The Art of Data Science

6.7 Populations Come in Many Forms

There are a variety of strategies that one can employ to setup a formal framework for making inferential statements. Often, there is literally a population of units (e.g. people, penguins, etc.) about which you want to make statements. In those cases it’s clear where the uncertainty comes from (sampling from the population) and what exactly it is you’re trying to estimate (some feature of the population). However, in other applications it might not be so clear what exactly is the population and what exactly it is you’re trying to estimate. In those cases, you’ll have to be more explicit about defining the population because there may be more than one possibility.

6.7.1 Time series

Some processes are measured over time (every minute, every day, etc.). For example, we may be interested in analyzing data consisting of Apple’s daily closing stock price for calendar year 2014. If we wanted to make an inference from this dataset, what would the population be? There are a few possibilities.

We might argue that the year 2014 was randomly sampled from the population of all possible years of data, so that inferences that we make apply to other years of the stock price.
We might say the Apple’s stock represents a sample from the entire stock market, so that we can make inference about other stocks from this dataset.

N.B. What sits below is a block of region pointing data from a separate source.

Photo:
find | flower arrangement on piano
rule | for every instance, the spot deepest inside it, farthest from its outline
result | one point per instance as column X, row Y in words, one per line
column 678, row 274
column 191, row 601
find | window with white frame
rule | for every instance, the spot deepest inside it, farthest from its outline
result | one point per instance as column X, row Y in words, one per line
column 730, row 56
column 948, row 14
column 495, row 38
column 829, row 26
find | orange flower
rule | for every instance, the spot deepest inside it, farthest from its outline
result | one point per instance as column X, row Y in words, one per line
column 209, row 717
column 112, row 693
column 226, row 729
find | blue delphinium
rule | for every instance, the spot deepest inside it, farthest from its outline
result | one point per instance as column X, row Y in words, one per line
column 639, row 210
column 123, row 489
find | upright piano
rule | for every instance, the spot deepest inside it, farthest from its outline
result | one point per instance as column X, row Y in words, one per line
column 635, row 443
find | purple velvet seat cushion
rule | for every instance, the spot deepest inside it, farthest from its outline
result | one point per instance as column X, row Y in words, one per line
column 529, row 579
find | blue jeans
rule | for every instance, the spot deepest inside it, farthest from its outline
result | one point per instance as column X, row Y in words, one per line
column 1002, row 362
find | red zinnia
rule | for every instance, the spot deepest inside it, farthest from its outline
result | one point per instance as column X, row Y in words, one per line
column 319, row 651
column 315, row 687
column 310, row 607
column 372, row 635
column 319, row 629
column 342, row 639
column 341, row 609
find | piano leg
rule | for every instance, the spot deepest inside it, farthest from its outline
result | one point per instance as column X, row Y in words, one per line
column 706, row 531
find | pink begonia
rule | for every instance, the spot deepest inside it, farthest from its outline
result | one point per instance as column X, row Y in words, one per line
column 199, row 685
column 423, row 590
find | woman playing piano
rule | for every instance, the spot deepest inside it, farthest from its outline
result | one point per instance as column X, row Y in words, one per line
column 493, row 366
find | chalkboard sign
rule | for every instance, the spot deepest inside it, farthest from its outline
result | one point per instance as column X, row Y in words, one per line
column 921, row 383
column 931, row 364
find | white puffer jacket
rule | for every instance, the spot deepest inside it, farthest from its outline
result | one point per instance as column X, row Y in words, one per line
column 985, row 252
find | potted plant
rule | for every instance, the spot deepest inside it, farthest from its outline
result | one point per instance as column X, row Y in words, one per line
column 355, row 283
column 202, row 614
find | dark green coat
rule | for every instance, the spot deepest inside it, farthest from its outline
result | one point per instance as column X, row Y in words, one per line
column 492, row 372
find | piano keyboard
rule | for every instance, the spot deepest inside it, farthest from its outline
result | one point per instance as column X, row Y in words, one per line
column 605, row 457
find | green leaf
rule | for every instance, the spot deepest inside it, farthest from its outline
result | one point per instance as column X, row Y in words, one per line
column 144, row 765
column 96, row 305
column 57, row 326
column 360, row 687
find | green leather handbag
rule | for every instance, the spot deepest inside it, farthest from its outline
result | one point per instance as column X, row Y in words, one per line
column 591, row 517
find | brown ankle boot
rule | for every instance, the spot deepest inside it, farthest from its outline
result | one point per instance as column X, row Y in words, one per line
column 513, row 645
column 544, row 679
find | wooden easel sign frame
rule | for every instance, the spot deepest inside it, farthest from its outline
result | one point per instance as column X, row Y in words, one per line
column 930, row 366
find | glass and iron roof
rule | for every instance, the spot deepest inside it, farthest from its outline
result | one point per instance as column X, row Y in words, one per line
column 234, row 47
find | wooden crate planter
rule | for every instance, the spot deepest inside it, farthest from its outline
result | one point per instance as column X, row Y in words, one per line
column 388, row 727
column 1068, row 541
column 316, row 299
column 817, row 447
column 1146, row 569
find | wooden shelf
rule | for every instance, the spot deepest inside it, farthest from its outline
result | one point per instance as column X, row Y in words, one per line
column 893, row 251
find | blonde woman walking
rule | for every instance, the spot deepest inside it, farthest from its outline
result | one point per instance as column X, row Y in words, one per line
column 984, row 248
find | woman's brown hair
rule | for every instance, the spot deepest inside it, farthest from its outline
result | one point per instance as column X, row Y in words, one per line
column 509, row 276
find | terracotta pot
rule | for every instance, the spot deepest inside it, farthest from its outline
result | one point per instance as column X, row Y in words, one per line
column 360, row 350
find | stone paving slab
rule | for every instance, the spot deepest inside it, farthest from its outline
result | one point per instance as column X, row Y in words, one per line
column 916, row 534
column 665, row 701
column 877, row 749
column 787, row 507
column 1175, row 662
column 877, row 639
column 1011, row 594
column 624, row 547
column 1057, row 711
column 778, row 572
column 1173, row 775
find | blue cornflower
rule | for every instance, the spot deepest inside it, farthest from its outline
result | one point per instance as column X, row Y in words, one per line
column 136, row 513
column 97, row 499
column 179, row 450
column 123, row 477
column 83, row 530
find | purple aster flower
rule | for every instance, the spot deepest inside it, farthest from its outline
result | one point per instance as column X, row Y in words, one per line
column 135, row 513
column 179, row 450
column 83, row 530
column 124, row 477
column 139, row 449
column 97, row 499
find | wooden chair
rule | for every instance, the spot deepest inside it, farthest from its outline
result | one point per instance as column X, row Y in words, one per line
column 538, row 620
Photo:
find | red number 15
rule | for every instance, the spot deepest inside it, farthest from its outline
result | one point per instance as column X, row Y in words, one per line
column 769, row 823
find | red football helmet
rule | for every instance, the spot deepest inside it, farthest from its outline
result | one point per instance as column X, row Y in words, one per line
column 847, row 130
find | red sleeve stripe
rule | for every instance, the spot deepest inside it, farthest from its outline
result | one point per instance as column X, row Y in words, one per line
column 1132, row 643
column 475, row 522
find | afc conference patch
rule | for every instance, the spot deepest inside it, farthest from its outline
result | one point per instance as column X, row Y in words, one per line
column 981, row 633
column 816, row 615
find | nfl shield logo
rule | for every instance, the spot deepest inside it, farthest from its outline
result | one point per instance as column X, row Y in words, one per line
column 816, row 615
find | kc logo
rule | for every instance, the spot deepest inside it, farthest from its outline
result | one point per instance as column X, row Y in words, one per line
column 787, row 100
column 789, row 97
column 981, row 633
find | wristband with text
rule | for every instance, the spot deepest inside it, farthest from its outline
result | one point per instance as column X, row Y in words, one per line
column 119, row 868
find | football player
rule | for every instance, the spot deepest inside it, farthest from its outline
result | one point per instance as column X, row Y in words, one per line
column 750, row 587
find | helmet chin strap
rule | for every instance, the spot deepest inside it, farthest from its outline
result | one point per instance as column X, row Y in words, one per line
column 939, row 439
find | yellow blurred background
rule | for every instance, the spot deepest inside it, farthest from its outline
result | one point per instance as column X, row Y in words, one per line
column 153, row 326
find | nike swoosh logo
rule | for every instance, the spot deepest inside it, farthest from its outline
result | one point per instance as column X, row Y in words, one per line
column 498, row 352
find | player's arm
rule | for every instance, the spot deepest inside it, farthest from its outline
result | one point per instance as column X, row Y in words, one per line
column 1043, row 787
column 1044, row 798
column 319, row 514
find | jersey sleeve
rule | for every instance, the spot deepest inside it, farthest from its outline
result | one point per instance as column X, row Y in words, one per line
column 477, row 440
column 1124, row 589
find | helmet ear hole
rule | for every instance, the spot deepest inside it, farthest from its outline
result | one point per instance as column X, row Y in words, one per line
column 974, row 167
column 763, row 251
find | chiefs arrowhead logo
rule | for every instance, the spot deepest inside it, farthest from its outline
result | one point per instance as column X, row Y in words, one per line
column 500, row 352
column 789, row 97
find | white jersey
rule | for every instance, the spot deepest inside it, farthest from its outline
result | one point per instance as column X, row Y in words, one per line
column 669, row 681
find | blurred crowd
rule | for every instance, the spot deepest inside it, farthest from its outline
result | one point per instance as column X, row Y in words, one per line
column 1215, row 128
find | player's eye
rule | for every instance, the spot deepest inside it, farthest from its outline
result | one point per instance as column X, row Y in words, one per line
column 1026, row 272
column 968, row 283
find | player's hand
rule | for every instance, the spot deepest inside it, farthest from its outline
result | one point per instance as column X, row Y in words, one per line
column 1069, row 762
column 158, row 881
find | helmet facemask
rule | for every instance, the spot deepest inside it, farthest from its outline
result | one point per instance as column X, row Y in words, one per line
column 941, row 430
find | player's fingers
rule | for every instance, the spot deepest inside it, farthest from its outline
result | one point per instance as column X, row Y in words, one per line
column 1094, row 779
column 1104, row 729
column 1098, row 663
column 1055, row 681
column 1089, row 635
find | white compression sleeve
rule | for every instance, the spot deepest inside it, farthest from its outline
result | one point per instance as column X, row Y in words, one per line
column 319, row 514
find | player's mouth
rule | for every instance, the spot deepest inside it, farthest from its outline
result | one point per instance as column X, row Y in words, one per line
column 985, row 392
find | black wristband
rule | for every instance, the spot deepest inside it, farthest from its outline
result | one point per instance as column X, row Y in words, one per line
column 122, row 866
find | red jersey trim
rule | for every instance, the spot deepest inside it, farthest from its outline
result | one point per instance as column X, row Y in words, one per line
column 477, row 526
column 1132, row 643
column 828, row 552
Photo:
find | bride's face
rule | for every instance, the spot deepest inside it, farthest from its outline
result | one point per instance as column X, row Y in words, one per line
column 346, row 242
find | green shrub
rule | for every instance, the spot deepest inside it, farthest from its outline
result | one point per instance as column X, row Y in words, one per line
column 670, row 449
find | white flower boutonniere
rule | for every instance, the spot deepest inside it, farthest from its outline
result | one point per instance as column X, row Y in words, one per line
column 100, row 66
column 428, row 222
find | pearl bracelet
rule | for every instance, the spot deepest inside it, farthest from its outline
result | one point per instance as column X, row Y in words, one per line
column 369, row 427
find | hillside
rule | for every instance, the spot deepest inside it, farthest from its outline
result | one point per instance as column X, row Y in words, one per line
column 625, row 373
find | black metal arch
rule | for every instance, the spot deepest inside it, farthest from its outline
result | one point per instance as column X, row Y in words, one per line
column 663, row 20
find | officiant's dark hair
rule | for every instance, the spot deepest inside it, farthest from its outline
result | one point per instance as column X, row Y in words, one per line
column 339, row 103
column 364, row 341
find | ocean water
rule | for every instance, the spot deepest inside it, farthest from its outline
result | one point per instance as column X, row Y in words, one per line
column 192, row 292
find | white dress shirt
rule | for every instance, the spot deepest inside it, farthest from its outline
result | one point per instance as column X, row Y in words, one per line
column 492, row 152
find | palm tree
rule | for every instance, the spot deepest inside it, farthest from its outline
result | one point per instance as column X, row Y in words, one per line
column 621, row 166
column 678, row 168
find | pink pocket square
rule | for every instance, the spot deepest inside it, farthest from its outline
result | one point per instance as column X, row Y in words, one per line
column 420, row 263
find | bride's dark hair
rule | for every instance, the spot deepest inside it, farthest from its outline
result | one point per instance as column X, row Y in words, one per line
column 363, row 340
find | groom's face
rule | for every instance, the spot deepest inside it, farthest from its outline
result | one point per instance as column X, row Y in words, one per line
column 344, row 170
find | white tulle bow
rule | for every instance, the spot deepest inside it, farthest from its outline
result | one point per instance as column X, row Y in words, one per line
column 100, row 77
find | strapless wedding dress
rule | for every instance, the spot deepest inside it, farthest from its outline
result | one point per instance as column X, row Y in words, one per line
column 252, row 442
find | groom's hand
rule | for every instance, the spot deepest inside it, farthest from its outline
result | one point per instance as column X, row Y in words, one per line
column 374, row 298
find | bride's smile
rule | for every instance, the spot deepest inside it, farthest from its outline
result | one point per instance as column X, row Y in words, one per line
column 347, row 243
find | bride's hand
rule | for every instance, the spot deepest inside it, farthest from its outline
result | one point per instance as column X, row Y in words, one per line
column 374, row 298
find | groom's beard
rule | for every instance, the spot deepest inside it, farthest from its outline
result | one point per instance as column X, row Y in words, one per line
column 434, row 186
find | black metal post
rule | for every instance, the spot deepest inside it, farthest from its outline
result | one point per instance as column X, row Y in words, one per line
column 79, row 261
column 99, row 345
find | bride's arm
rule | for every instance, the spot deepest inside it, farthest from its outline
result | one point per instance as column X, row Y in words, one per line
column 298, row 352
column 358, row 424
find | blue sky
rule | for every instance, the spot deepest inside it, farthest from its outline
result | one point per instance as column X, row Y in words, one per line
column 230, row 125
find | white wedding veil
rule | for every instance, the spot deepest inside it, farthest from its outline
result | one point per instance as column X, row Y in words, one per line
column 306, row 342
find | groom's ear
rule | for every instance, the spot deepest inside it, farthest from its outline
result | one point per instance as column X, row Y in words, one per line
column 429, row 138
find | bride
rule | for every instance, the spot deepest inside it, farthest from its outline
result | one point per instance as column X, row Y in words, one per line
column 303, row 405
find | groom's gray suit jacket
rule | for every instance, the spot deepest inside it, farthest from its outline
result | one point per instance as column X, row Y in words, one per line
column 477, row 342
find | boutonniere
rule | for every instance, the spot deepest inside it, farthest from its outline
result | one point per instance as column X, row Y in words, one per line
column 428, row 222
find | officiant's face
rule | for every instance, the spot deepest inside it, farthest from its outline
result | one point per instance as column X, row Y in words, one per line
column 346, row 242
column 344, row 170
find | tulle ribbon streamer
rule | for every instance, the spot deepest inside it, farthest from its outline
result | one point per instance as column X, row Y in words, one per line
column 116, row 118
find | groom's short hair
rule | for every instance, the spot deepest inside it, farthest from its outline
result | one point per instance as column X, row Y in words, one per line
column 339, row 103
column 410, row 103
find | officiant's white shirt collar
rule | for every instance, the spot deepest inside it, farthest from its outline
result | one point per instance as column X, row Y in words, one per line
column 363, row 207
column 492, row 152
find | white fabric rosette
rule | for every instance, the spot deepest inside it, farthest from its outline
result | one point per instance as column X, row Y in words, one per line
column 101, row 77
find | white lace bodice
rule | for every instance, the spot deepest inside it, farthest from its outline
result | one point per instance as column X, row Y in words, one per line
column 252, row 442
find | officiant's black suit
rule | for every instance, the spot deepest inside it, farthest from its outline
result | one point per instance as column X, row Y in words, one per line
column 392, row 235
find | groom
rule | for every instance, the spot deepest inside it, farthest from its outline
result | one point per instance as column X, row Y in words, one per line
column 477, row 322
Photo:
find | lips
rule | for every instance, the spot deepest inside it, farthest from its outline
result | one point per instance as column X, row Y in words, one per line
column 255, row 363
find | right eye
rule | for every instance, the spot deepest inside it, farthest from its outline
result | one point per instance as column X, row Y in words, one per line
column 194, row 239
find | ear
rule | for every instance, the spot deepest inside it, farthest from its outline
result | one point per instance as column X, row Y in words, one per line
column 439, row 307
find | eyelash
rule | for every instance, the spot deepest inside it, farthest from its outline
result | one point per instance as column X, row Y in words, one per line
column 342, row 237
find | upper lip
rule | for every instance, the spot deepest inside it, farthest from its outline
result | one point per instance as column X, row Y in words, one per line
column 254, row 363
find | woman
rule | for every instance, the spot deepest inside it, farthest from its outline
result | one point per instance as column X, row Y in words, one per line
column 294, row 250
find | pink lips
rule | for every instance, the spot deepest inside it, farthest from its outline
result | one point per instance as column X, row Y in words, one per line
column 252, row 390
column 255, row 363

Regardless of what you choose, it’s important to make clear what population you are referring to before you attempt to make inference from the data.

6.7.2 Natural processes

Natural phenomena, such as earthquakes, fires, hurricanes, weather-related phenomena, and other events that occur in nature, often are recorded over time and space. For purely temporal measurements, we might define the population in the same way that we defined the population above with the time series example. However, we may have data that is only measured in space. For example, we may have a map of the epicenters of all earthquakes that have occurred in an area. Then what is the population? One common approach is to say that there is an unobserved stochastic process that randomly drops earthquakes on to the area and that our data represent a random sample from this process. In that case, we are using the data to attempt to learn more about this unobserved process.

6.7.3 Data as population

One technique that is always possible, but not commonly used, is to treat the dataset as a population. In this case, there is no inference because there’s no sampling. Because your dataset is the population, there’s no uncertainty about any characteristic of the population. This may not sound like a useful strategy but there are circumstances where it can be used to answer important questions. In particular, there are times where we do not care about things outside the dataset.

For example, it is common in organizations to analyze salary data to make sure that women are not being paid less than men for comparable work or that there are not major imbalances between employees of different ethnic groups. In this setting, differences in salaries between different groups can be calculated in the dataset and one can see if the differences are large enough to be of concern. The point is that the data directly answer a question of interest, which is “Are there large salary differences that need to be addressed?” In this case there’s no need to make an inference about employees outside the organization (there are none, by definition) or to employees at other organizations over which you would not have any control. The dataset is the population and answers to any question regarding the population are in that dataset.